あれだけ死にそうになりながらも戦ってきた甲斐があるってもんだわ。
――ダンジョン34階層。
この階層ではスノータイガーとデススパイダーが同時に3体出現する。
危な気なく、俺達はこの34階層を突破した。
――ダンジョン35階層。
この階層で出現するモンスターは一度に出現するモンスターが3体で、新たにキラーアーマーというモンスターが出現する。
このモンスターはドロップアイテムが無く、代わりに財貨がドロップする。
「キシャア」
「「ウー」」
デススパイダー1体と、キラーアーマー2体と遭遇する。
キラーアーマーは、右手に剣を、左手に盾を携えた
「ナイフ」
「ウー!」
右腕にナイフを纏い、1体のキラーアーマーに接近。
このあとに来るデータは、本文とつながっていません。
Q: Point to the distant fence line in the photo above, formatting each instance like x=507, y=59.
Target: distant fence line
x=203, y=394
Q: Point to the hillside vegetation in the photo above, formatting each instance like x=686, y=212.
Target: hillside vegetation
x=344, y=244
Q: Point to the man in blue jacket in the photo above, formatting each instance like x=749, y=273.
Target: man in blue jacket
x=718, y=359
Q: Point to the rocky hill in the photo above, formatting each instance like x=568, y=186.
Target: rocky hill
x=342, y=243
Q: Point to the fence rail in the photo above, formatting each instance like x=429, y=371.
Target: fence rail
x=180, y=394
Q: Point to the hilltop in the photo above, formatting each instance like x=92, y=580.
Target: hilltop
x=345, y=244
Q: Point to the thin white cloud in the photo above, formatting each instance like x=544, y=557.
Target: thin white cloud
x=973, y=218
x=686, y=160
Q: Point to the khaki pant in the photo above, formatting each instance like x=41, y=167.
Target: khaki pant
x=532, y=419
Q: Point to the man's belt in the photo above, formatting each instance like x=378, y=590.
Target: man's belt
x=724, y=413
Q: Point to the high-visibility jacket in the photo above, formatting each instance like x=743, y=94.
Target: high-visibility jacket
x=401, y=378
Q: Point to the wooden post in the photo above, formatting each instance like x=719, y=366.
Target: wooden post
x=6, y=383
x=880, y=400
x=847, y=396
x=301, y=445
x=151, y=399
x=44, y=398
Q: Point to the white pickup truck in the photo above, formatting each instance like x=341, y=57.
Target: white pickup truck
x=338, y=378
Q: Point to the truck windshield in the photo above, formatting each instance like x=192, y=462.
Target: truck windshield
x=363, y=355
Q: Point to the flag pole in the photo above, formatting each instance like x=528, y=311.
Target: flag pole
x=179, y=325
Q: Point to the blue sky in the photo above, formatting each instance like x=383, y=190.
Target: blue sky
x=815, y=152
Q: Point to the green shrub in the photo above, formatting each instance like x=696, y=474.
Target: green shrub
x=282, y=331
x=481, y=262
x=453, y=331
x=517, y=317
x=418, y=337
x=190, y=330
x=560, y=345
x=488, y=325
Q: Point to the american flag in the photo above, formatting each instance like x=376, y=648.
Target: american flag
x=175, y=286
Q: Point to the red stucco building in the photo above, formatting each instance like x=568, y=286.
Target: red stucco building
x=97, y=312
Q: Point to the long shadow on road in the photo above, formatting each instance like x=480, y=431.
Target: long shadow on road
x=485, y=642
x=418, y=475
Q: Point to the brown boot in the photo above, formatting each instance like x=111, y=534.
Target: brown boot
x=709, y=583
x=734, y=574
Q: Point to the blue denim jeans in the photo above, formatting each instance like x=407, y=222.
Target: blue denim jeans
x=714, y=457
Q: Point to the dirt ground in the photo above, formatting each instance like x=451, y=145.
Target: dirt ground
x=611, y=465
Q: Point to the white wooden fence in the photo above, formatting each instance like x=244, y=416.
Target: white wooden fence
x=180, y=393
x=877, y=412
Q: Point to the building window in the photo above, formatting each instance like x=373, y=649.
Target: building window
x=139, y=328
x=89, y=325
斬撃を繰り出すと、反応され防がれてしまう。その後も続けてナイフを振るうが、剣と盾を巧みに扱われて受け流されてしまっている。
何だこいつの剣技、上手くねえか。
「キラーアーマー如きに何を手間取っている!剣の使い方が酷いぞ!」
『ヒハハ、言われてるぜアキラ』
五月蝿いよ。
俺がキラーアーマーの相手をしている間、剣凪はもう1体のキラーアーマーを斬り伏せている。さらにウルフキングが、デススパイダーを八つ裂きにしていた。
俺もナイフ以外で戦えばいいだけの話なのだが、なんか悔しいので意地でもナイフだけで倒してやる。